Because black beans and sweet potatoes pair so well and are fairly versatile, they create a combination for various dishes like salads, bowls, tacos, and stuffed sweet potatoes. The sweetness of the sweet potato naturally complements the earthy flavor of black beans, especially when seasoned with warm spices like those found in Southwestern or Mexican-inspired dishes.
While we don’t necessarily actively endeavor to have meatless meals, this is a perfect recipe for those that do practice “Meatless Mondays,” a global movement that’s become popular in recent years in which people are encouraged to eat plant-based meals once a week to improve personal health and reduce environmental impact. Opting for a meatless meal allows you to focus on the benefits of incorporating more fruits, vegetables, whole grains, and legumes into your diet.

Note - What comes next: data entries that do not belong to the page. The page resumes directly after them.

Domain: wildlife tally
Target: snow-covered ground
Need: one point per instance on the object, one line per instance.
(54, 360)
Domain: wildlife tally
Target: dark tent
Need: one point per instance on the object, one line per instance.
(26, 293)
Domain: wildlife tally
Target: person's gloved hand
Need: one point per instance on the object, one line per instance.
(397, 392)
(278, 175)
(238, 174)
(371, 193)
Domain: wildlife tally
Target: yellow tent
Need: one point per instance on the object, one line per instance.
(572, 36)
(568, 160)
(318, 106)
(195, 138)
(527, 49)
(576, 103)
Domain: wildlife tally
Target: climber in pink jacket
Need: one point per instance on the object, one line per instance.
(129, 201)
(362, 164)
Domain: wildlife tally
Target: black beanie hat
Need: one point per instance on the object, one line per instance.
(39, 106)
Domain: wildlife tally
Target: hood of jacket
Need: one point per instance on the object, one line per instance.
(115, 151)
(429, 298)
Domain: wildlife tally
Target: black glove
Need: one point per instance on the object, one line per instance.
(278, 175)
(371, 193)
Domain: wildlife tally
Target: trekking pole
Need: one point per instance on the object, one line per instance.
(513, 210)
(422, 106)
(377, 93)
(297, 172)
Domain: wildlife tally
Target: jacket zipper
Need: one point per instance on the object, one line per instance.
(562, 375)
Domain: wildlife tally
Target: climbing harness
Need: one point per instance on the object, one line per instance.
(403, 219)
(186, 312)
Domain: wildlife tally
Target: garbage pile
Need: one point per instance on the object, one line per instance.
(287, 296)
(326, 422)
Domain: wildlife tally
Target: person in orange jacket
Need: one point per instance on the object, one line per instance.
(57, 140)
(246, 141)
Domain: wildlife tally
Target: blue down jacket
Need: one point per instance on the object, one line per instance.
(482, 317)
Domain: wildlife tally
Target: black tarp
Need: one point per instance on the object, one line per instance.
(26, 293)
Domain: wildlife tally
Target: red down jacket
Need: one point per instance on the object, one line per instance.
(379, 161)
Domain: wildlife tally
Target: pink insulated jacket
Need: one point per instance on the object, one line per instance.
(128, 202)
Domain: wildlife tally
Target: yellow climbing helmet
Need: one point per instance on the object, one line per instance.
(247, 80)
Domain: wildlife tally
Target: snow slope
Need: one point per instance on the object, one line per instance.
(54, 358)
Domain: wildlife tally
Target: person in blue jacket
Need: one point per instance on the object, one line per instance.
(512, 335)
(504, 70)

This recipe was super easy to prepare, was hearty and filling and we loved it. In fact, Hubby even asked, “Are you sure this doesn’t have meat in it?” It will definitely become a regular in our rotation this fall and winter. I will admit, however, that because we were out of cilantro – and opted out of the sour cream for caloric reasons – the picture isn’t quite as appealing as it could have been. Try it. I think you’ll like it.
From delish.com
In a large, wide skillet, cover potatoes with cold water; season with 1 teaspoon salt. Bring to a boil over high heat and cook until potatoes are tender, 4 to 5 minutes. Drain; wipe out pan.
In the same skillet over medium heat, heat oil. Add onion, bell pepper, and ½ teaspoon salt and cook, stirring occasionally, until softened, 7 to 9 minutes. Add chili powder, garlic powder, and cumin and cook, stirring, until fragrant, about 30 seconds more.
Add potatoes, beans, tomatoes, ½ teaspoon salt, and ½ cup water and toss to combine. Bring to a simmer and cook, stirring occasionally, until liquid has mostly evaporated, 2 to 3 minutes.
Heat broiler. Add chips and ¼ cup cheese to pan and lightly toss to combine (it’s okay if some of the chips break, but try not to completely crush them). Top with remaining ¾ cup cheese.
Broil, watching closely, until the cheese is melted and bubbling, 1 to 2 minutes. Top with cilantro. Serve with sour cream alongside.